My mind goes blank. What am I doing here?! All of the things I wanted to say were suddenly gone and I fumble for a response. “I... I w-wanted to see you... I couldn’t stay away any longer.” My voice sounds like it’s coming from some far off place, and my hands are shaking. He steps outside, and his cousin is there behind him, following him out. I’ve come at a bad time.

“You’ve come at a bad time.”

He sits down and lights a cigarette. Not a Camel Menthol now, but a Winston. I remember the pack I have in the car. I want to offer him one; my mouth won’t work. I sit down in the chair next to his. I watch him as he blows smoke out of his mouth and nose, notice his beard is much longer, and he’s wearing a green bandana I’ve never seen before. His eyes have pinprick pupils that won’t quite meet my own. My eyes are wide and taking everything in. He’s wearing a dirty wifebeater and basketball shorts and I notice how narrow his shoulders are, how pale his skin is, the dark circles under his eyes.

“You look... dirty,” I say, and then regret it. He tells me they’ve been cleaning out the basement after the flooding. I ask if he’s been sleeping down there, and he tells me that he has his nephew’s old room. I breathe a sigh of relief. His cousin is sitting on the porch, and I don’t know what to say. Everything I had planned seems like much too much to bare in front of anyone else. I feel completely exposed in my black hoodie and jeans. I want to reach out and take his hands, turn his face toward mine. I want him to see what’s inside me, all of the love that I have for him that’s aching to be known. Instead I shove my hands into my pockets and look down at my lap.

“Is there any chance for us?” I ask. I already know the answer. His apathetic silence is coming across loud and clear. I wait.

“Is that what you came to talk about? This isn’t a good time.”

I’m desperate, searching for the words that will make him understand, that will connect us once again. I’m losing and I don’t know what to say and I don’t know what to do and then his aunt comes out the door. She sees me and stops in her tracks, just briefly. She’s uncomfortable, and she goes back into the house. I don’t blame her. I want to disappear myself, and yet I sit there, waiting, for something I already know won’t come.

I ask the question I didn’t want to ask. “Do you still love me?” He hesitates. He looks at his hands, the ground, the houses across the street, anywhere but at me. I wait.

“I... I don’t know... I care about you... I try not to think about it.”

I can’t stop thinking about it, and I tell him so. He says I should try to get on Paxil. I apologize for showing up unannounced. We stand and start moving toward the stairs. I turn and look back at him, and we awkwardly hug one another. He gives me the casual pat-pat-pat on the back, and then I go. As I walk away from the house toward my car, tears begin to form and spill down my cheeks. I try to hold onto what little composure I have left, but as soon as I am behind the wheel, I am wracked with uncontrollable sobs. I sit like this with my head in my hands for what seems an eternity but was probably only five minutes, before I scrub my face and tell myself to get a grip. I hadn’t expected it to go any better than it had. I start the ignition. As I pull away from the curb, I instinctively know this will be the last time I see him, but I had seen what I needed to see. The tears begin once more.

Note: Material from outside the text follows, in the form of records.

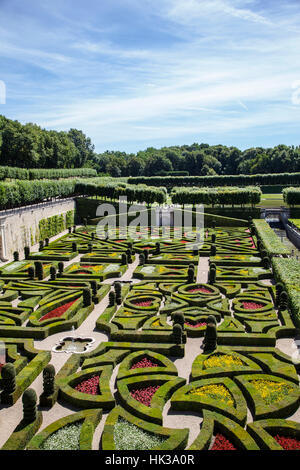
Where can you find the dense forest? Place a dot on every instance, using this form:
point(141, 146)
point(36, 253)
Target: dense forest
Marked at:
point(30, 146)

“And I don't even know what kind of things I said
My mouth kept moving and my mind went dead
So I'm picking up the pieces, now where to begin
The hardest part of ending is starting again”

As the music continued to pour out of the speakers that afternoon as I drove to my Grandma’s house, I realized that tears were streaming down my face again, but these weren’t the painful tears of loss. I began laughing as I cried, because I felt it deep inside myself; I was finally moving on. I know what it takes to move on, and I’m not holding on to what I haven’t got anymore. Life had dealt a hand stacked high against me, but somehow I managed not to fold. I made it out of the storm, and I’m still breathing and my heart’s still beating, and then all at once that spark that I had glimpsed the night before caught fire and I was finally, joyfully, exuberantly filled with hope.

This is not the end, this is not the beginning, and hope IS alive... it was right there all along, waiting for me to find it.